I am using this currently, but it doesn't seem to be working for bullets:
function sanitizeMySQL($var){
$var = mysql_real_escape_string($var);
$var = sanitizeString($var);
return $var;
}
function sanitizeString($var)
{
$var = str_replace('•','•', $var);
$var = htmlentities($var);
$var = strip_tags($var);
return $var;
}
This is what bullets show up like in my db after someone has submitted them through a textarea:
•
EDIT: This is now what I am getting: •
.
I do have bullets stored in my db, so I know it allows them. Is there a correct way to store bullets in latin-1 encoding?

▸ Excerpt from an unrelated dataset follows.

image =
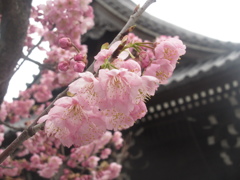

The data that is submitted through your form and your source code do not have the same encoding. Therefore the
•
characters from your source code do not match the ones in the actual data. Therefore they are not being replaced. Unify on a common encoding. See Handling Unicode Front To Back In A Web App.Also, your sanitization strategy is pretty weird. I don't know what you have against "•", this should not be replaced in a general "sanitization" function. Furthermore, you're first HTML escaping everything, then are stripping tags. Hint: there won't be any tags anymore after you have escaped them. Next, you should not modify the string anymore after you have SQL escaped it. See The Great Escapism (Or: What You Need To Know To Work With Text Within Text).